Tag Archives: lawyers

Calling All Lawyers!

One of my unspoken goals in creating this blogsite is to gradually build a list of lawyers in each and every state who are not beholden to such dismal anti-homeowner organizations as the Community Associations Institute. Other bloggers and I have been assembling a list of attorneys who truly represent homeowners against HOA bullies and management companies. So I solicit your input on lawyers you think deserve to be recommended by our network. You can privately email me at ward@NeighborsAtWar.com. Ultimately, our vetted list will be made available on all sorts of homeowners rights blogs.

On the subject of homeowner’s rights lawyers, I love the blogs put up by Florida attorney Barbara Billiot Stage. I know nothing about her, but I love some of her posts.

(link to Attorney Barbara Billiot Stage)

 

 

 

 

More & More Lawyers on the Homeowners’ Side!

Homeowners are gradually finding more lawyers willing to represent them against bully HOA boards. That’s great news. Along that line, a Florida law firm is aggressively advertising that it will take up cases of wronged homeowners. Their online ad is pretty good. We need at least one law firm like this in every state.

(link to Denmon & Denmon HOA ad)

 

 

Lawyers and HOAs

HOAs are lawsuit machines, not a doubt in my mind. And keeping neighborhoods all stewed up is all about full-time employment for lawyers. With that in mind, you’ll be stunned reading a column in last week’s USA Today.

(link to column on the lawyer cartel)

 

“Utopia: Kill All The Lawyers” -Shakespeare

After more than 40 years as an investigative reporter, I’ve sat in hundreds of courtrooms and watched thousands of lawyers up close and personal. And I have many friends and two family members who are lawyers. But I make no secret of the fact that the legal practice is in desperate need of reform. Over the four decades I’ve watched defense attorneys lie their butts off in the courtroom. And I’ve seen the same thing from prosecutors. Sure, the Constitution guarantees that each accused suspect gets to have the best possible defense. But if that defense is an outrageous and provable lie, then something is fundamentally wrong with the American legal system.

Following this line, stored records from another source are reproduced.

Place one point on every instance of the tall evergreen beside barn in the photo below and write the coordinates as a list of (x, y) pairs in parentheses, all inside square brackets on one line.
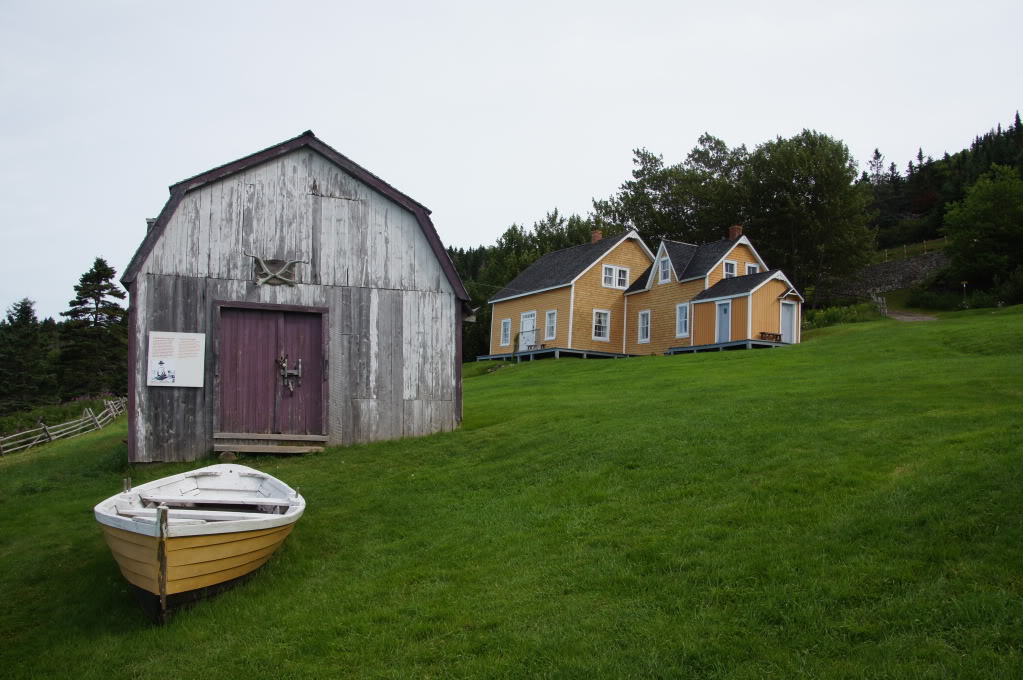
[(285, 301)]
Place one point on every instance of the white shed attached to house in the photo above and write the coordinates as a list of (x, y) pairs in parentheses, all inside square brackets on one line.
[(286, 301)]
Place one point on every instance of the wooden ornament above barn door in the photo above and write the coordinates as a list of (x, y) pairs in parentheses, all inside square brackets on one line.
[(275, 272)]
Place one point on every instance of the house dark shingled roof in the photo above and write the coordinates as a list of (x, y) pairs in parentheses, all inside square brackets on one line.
[(703, 259), (680, 255), (556, 269), (687, 260), (736, 285)]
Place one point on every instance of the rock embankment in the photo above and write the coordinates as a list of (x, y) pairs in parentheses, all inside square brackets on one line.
[(893, 275)]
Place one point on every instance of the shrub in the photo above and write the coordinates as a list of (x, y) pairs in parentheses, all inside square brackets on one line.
[(831, 316), (938, 300), (1010, 291)]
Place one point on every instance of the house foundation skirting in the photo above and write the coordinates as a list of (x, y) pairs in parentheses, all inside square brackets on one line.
[(719, 347), (550, 353)]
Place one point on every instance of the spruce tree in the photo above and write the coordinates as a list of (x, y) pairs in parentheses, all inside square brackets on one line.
[(24, 377), (94, 341)]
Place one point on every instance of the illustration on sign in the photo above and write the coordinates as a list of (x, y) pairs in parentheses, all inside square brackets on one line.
[(176, 359)]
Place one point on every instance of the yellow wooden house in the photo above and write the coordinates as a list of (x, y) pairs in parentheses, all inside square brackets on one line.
[(615, 298)]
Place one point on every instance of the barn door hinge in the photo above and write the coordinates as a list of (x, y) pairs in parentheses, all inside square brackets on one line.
[(286, 373)]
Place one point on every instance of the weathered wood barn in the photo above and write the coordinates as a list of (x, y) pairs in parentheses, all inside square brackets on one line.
[(285, 301)]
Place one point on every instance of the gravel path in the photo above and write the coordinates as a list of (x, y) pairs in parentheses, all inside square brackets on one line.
[(910, 316)]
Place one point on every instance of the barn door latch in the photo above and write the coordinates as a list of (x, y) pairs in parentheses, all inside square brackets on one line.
[(286, 373)]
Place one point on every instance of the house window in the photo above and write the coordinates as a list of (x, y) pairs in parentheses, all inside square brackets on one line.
[(645, 326), (682, 320), (602, 325), (616, 277), (665, 268)]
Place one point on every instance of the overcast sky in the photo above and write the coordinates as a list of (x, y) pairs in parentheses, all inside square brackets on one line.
[(490, 114)]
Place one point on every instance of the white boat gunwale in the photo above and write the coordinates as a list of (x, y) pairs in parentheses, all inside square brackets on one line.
[(106, 511)]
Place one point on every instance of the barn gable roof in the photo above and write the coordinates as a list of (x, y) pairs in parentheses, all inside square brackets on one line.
[(305, 140)]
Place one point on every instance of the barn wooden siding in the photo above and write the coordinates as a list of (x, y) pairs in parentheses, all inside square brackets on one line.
[(394, 318)]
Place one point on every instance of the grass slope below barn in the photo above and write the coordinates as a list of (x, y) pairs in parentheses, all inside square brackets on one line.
[(848, 507)]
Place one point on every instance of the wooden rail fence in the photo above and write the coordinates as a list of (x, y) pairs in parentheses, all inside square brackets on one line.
[(43, 434)]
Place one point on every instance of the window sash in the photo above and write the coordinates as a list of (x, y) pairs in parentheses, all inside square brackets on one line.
[(602, 325), (616, 277), (681, 320)]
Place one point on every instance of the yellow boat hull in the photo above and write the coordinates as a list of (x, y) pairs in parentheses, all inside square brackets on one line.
[(192, 561)]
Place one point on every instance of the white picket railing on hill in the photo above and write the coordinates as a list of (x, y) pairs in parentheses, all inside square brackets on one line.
[(43, 434)]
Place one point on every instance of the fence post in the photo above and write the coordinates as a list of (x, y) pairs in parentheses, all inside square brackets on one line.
[(49, 437), (92, 415)]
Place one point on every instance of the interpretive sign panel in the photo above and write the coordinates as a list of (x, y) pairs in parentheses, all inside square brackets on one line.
[(176, 359)]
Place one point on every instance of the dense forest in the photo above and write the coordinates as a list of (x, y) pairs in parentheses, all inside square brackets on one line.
[(806, 205), (83, 355)]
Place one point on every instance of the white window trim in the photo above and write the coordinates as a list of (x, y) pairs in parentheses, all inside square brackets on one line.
[(795, 319), (717, 326), (688, 317), (592, 325), (522, 317), (615, 269), (650, 328)]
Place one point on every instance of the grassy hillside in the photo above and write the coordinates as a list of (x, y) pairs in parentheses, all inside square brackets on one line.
[(849, 507)]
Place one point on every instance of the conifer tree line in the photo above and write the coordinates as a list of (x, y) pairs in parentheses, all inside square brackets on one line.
[(83, 355), (803, 201)]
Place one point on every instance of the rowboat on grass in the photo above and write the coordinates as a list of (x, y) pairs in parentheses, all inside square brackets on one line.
[(188, 536)]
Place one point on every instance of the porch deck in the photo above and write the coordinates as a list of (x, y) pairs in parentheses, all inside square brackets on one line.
[(550, 353), (720, 347)]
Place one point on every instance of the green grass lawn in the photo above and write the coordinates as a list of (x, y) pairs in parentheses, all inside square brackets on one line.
[(846, 508)]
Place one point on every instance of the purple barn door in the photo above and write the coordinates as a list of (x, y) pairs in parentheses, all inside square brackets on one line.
[(248, 395), (261, 391), (300, 403)]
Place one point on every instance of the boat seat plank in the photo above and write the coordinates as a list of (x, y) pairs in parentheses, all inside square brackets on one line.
[(210, 515), (219, 500)]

F. Lee Bailey claims in his book, The Defense Never Rests, that he has never defended a guilty man. “If they’re guilty, I plead them out,” he says. “But when I take their case they’re all innocent.” OK, OK, I get that. Every suspect is innocent until proven guilty, but that begs the point. The entire world knew that O.J Simpson was guilty as sin. But through manipulation, distraction, and lies, Bailey and his phalanx of fellow attorneys got the contemptible Simpson off of his murder charge.

The civil arena is just as corrupt. How else could lawyer Senator John Edwards earn 40 million dollars in his pharmaceutical malpractice case? That forty million bucks came right out of the pockets of the common man who has to buy prescription medicine. It led pharmaceutical companies not to release new medications which could have saved thousands of lives.

This perspective leads me to link you to a recent story from the Courier-Journal in Louisville, Kentucky. The writer wonders about the rash of Kentucky lawyers who’ve committed suicide in recent months. Although suicides are rarely tallied by profession, the reporter discovered that since 2010 fourteen lawyers in that state took their own lives. And across the country, the number of lawyers who kill themselves is way above the national average among all other occupations.

Suicide is tragic. It will always be tragic. But one wonders if some of the guilt and depression among those in the law might be eased if all lawyers honestly believed their profession was always ethical and above reproach.